Nor could thy baby hands grasp more than this,
A cheerless tatter from the sacred veil
Of thy good mother Fate, the veil embroidered
With the star-spangled sky by master hand!

O hapless One, while virgin joy bathes thee
Abundant and thy tears are yet a baby's,
Something within thee groans, the muffled madness
Of fettered murderers, the madness of
Lone cells. And while thou showest the calm life
Of tame things and of love in thy still nook,
Thou breedest fettered wraths and bridled hatreds.
Should they burst forth, ruin and wilderness
Would reign.
O hapless One, the greenest spots
Even of thy existence are but full
Of pitfalls opened wide and yawning void!
No dawning was thy lot; even those boughs
Young of thine early years were parched with drought!
Whatever white thou touchedst was defiled!
And thine old age, if thou couldst bare thy youth,
Would shriek with fear and fly from thy youth's face!

A sneering power or a grace divine
Mercilessly nailed down thy hands and will,
O cowardly, decrepit, idle man,
Infirm and hapless, starless night enclosed
In a weak child!

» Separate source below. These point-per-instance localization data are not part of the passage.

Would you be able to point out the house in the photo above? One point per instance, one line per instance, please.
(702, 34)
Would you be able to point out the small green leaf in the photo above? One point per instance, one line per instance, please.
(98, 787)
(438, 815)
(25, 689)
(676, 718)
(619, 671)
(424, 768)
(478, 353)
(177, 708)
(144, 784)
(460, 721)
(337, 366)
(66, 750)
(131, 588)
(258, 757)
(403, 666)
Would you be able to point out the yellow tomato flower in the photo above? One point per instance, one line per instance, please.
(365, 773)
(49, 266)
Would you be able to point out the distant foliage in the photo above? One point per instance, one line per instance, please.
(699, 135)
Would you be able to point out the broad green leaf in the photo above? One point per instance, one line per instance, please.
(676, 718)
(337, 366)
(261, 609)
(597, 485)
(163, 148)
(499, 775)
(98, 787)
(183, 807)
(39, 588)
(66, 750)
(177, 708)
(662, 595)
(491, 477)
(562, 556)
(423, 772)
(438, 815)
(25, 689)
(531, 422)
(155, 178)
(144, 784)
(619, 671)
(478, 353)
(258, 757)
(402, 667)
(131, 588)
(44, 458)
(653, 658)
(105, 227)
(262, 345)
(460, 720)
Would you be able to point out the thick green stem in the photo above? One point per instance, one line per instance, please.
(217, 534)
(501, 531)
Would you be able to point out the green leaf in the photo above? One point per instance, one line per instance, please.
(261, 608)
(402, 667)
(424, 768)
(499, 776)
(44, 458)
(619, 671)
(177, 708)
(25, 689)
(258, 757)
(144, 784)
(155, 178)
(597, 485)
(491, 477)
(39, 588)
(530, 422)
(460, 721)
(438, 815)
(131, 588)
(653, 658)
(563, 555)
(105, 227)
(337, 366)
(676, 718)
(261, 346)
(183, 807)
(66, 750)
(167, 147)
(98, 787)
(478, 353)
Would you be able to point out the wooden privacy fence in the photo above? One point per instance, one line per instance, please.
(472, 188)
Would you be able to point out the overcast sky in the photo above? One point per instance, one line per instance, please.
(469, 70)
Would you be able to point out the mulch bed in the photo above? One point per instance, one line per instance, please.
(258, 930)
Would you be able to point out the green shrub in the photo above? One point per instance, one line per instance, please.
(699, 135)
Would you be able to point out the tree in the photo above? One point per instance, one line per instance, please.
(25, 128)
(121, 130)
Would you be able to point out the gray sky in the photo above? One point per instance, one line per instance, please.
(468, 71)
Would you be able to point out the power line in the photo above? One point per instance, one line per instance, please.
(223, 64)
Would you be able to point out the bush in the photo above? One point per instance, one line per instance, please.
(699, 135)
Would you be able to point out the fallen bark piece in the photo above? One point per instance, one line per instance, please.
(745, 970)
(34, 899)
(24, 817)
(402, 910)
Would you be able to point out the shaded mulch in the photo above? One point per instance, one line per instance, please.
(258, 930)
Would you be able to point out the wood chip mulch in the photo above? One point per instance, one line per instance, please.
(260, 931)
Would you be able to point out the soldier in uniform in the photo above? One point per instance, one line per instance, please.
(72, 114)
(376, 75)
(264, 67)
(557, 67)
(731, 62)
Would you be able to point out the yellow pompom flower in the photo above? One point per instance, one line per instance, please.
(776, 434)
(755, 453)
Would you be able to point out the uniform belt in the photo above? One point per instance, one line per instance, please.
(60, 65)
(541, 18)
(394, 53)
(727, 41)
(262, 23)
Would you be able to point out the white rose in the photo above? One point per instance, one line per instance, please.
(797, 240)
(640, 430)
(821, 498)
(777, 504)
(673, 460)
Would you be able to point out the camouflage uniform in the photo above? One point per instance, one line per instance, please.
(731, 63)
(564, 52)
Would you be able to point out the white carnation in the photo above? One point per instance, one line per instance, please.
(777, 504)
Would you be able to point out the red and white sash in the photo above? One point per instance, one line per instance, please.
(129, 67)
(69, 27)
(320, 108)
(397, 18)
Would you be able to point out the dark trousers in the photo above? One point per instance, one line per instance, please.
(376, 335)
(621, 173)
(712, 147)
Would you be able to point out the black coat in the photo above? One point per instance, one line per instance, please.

Death will not come to thee
As to the toiling laborer who toils
The whole day long, and towards evening, sleep,
Even before he lies, in bed to rest,
Creeps sweetly upon him and seals his eyes.

Thy death shall be laden with graspless horror
Such as one feels who sinned in secrecy
And dreads each hour detection of his sin,
Trial, death sentence, and the hangman's rope.

O hapless One, would that in thy death struggle
Her bosom might still shine before thine eyes,
The good Fate's breast, who blessed thy birth with goodness,
The Fate whose blessings teem with light and might!
Would that thou couldst show her the humble shred
Torn from the star-wrought sacred veil of hers
And tell her: "See, in the deep darkness smiles
Something, a dawn on which I still hold fast!"

O hapless One! Would that the mighty heroes
And royal purples and the blessings full
Of light and might and all thou knewest not
In thy dark empty life could shine upon
Thy passing as the lights of distant stars!